GPT-5 Hot Take

(garymarcus.substack.com)

39 points | by almost-exactly a day ago ago

9 comments

  • LeftHandPath a day ago ago

    > Pricing is good, but profits may continue to be elusive; still no clear technical moat.

    It's quite ironic that the technology that is displacing so many people from so many industries, has yet to make a profit. I fear the "creative" part of their destruction will take longer to achieve than they advertise.

    • belter a day ago ago

      Nobody has lost their job yet because of AI. But lots of people lost their job, because of the money their CEOs spent on AI.

  • darth_avocado a day ago ago

    What is worse? Terrible charts, terrible charts making it through any form of scrutiny or terrible charts intentionally making it to the main stage.

  • abeppu a day ago ago

    > OpenAI conveniently forgot to include this comparison (ARC-AGI-2) in their livestream recital of benchmark progress, which left the livestream looking like marketing rather than science.

    Yeah but it was _supposed_ to be marketing, right? Like, of course a product video isn't science in the same way a "hot take" post also isn't science.

  • dude250711 a day ago ago

    Why is Grok so surprisingly decent? Does lack of mainstream liberal-left censorship (replaced with Musky censorship) result in some sort of a weird performance boost?

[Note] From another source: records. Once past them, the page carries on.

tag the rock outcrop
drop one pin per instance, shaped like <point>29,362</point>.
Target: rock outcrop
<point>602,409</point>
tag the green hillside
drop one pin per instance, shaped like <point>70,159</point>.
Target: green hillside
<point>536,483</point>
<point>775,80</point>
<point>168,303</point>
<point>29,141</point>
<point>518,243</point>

    • pupppet a day ago ago

      Is it decent, or does it game the tests? Really, would love to know..

    • hagbard_c a day ago ago

      There's nothing weird about a model performing better when it is built to more closely relate to reality instead of an ideologically tainted version of such. I don't know how much Musk & Co. interfere with the fine tuning of the models but it is clear that this interference is far less heavy-handed than what the other actors do to their models.

    • slowmovintarget a day ago ago

      Yes, actually.

      Fewer fingers on the scale means the LLM gets to actually do its thing. GPT-4 with zero filtering was scary smart according to the red teams that were testing it. The version the public got had a lobe tied behind it's back.

      Having only Grok 3 to compare, and toying around with GPT-5... GPT-5 is pretty good.